Saksi: Jaksa Pinangki Keberatan Lapor PPATK saat Beli Mobil BMW X-5 Rp1,7 Miliar

JAKARTA - Jaksa Penuntut Umum (JPU) menghadirkan Sales Center PT. Astra, Yeni Pratiwi sebagai saksi dalam persidangan perkara dugaan gratifikasi pengurusan fatwa Mahkamah Agung (MA) dengan terdakwa jaksa Pinangki Sirna Malasari.

Dalam persidangan, Yeni menyebut Pinangki membeli mobil BMW X-5 senilai Rp1,709 miliar secara cash bertahap. Pinangki membayar uang muka sebesar Rp25 juta.

Setidaknya dalam pelunasan tagihan mobil mewah, Pinangki melakukan pembayaran sebanyak empat kali. Pembayaran pertama dilakukan 5 Desember 2019 sebesar Rp. 475 juta.

Kemudian 9 Desember 2019, sebesar Rp490 juta. Pada 13 Desember sebesar Rp490 juta dan terakhir Rp129 juta.

"Iya (pembayaran cash) ditambah biaya asuransi Rp31 juta dan pajak progresif Rp10,6 juta," ujar Yeni dalam persidangan di Pengadilan Tipikor Jakarta Pusat, Rabu, 2 Desember.

Selain itu, dihadapan majelis hakim Yeni juga menjelaskan pembelian mobil BMW X-5 itu tak dilaporkan Pinangki ke Pusat Pelaporan dan Analisis Transaksi Keuangan (PPATK).

Hal ini diketahui karena Yeni sempat menawarkan Pinangki untuk mengisi formulir pelaporan tersebut. Tetapi, Pinangki menolak penawaran tersebut.

"Terdakwanya keberatan (mengisi formulir pelaporan PPATK). Saya hanya menanyakan, 'Ada form PPATK, mau diisi tidak Bu?' 'Tidak.' 'Oh, ya sdah tidak apa-apa'," kata dia.

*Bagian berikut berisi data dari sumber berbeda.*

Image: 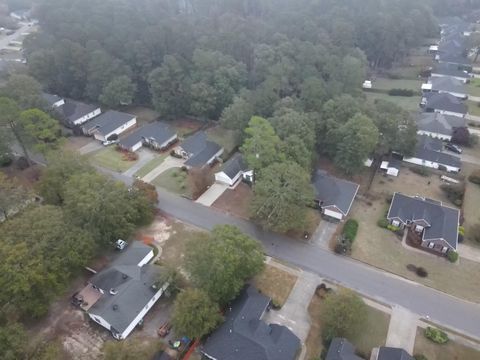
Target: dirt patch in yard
[212,183,253,220]
[252,264,298,306]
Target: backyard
[252,260,297,306]
[90,146,137,172]
[305,295,390,360]
[351,168,480,302]
[413,328,480,360]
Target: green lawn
[365,92,420,111]
[465,100,480,116]
[152,168,192,197]
[373,78,422,92]
[413,328,480,360]
[91,146,136,172]
[206,126,240,155]
[135,153,168,178]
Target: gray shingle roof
[203,286,300,360]
[120,121,176,148]
[432,63,471,79]
[387,193,460,249]
[325,338,362,360]
[181,131,222,167]
[58,99,98,124]
[218,153,248,179]
[377,346,414,360]
[429,76,466,94]
[312,170,359,215]
[88,242,161,333]
[424,93,468,114]
[416,113,467,136]
[413,135,462,169]
[83,110,135,135]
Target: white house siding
[417,130,452,141]
[73,108,102,125]
[403,157,460,173]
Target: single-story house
[118,121,178,152]
[431,64,472,83]
[415,113,468,141]
[82,110,137,141]
[387,193,460,254]
[422,77,468,100]
[42,93,65,109]
[174,131,223,168]
[215,153,253,186]
[201,286,301,360]
[76,241,168,340]
[312,170,360,220]
[421,92,468,117]
[53,96,102,128]
[403,135,462,173]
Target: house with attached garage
[118,121,178,152]
[82,110,137,141]
[431,64,472,83]
[415,113,468,141]
[174,131,223,168]
[403,135,462,173]
[422,77,468,100]
[387,193,460,254]
[421,92,468,117]
[75,241,168,340]
[215,153,253,186]
[312,170,360,220]
[200,286,301,360]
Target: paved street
[95,170,480,339]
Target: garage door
[323,209,343,220]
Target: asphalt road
[99,169,480,339]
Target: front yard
[90,146,137,172]
[252,260,298,306]
[305,295,390,360]
[413,328,480,360]
[351,168,480,302]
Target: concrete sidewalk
[195,183,228,206]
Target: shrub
[425,326,448,344]
[388,89,417,96]
[447,250,458,262]
[468,169,480,185]
[377,218,390,229]
[415,267,428,277]
[343,219,358,243]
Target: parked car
[115,239,128,251]
[102,140,118,146]
[445,143,462,154]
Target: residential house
[422,77,468,100]
[76,241,168,340]
[421,92,468,117]
[174,131,223,168]
[403,135,462,173]
[387,193,460,254]
[415,113,467,141]
[82,110,137,141]
[431,63,472,83]
[201,286,301,360]
[312,170,360,220]
[119,121,178,152]
[215,153,253,186]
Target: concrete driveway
[195,183,228,206]
[142,156,185,182]
[123,148,154,176]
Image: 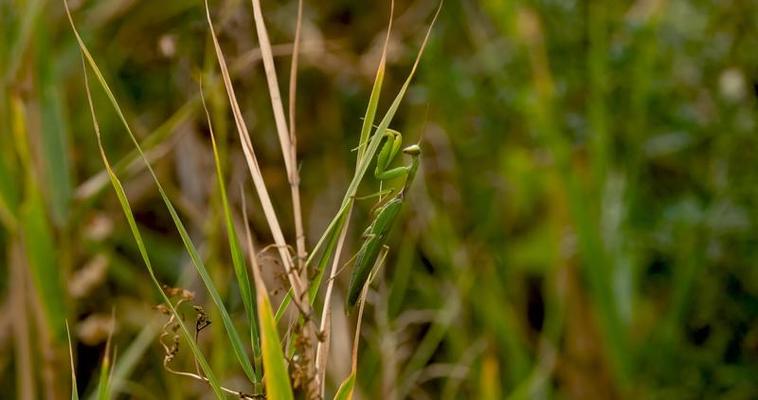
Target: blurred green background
[0,0,758,399]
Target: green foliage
[0,0,758,399]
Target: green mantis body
[347,129,421,309]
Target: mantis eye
[403,144,421,156]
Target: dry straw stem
[205,0,310,310]
[252,0,308,286]
[289,0,308,272]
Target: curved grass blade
[242,198,294,400]
[334,373,355,400]
[63,1,256,382]
[200,87,261,382]
[75,56,224,399]
[66,321,79,400]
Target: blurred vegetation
[0,0,758,399]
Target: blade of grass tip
[4,0,45,84]
[313,0,395,318]
[276,0,395,321]
[97,313,115,400]
[251,0,308,293]
[10,95,66,344]
[35,17,73,227]
[204,0,309,304]
[343,0,444,201]
[75,51,224,399]
[306,1,444,265]
[289,0,307,275]
[242,197,294,400]
[66,320,79,400]
[334,372,355,400]
[355,0,395,163]
[200,85,261,383]
[313,209,352,390]
[67,2,256,382]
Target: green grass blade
[11,96,66,343]
[97,331,113,400]
[334,373,355,400]
[201,88,261,383]
[35,23,73,226]
[77,62,224,399]
[258,289,293,400]
[69,1,256,382]
[66,321,79,400]
[242,205,294,400]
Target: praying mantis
[347,129,421,310]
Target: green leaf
[64,0,256,382]
[258,284,294,400]
[203,92,261,382]
[334,373,355,400]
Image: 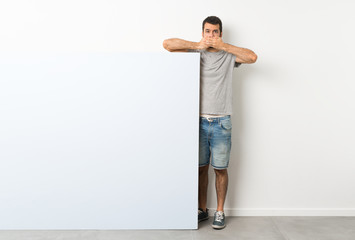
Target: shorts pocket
[220,119,232,130]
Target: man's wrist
[190,42,200,50]
[220,43,229,52]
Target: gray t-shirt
[189,50,240,115]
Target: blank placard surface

Adapun mobil BMW X-5 milik jaksa Pinangki disita sebagai barang bukti dalam perkara tersebut. Sebab, mobil itu diduga dibeli dengan menggunakan uang hasil kejahatan.

Kemudian dalam perkara ini, jaksa Pinangki didakwa dengan tiga dakwaan, yaitu pertama dakwaan penerimaan suap sebesar 500.000 dolar AS (sekitar Rp7,4 miliar) dari terpidana kasus cessie Bank Bali Djoko Soegiarto Tjandra.

Kedua, dakwaan pencucian uang yang berasal dari penerimaan suap sebesar 444.900 dolar atau sekitar Rp6.219.380.900,00 sebagai uang pemberian Djoko Tjandra untuk pengurusan fatwa ke MA.

Ketiga, Pinangki didakwa melakukan pemufakatan jahat bersama dengan Andi Irfan Jaya dan Djoko Tjandra untuk menyuap pejabat di Kejagung dan MA senilai 10 juta dolar AS.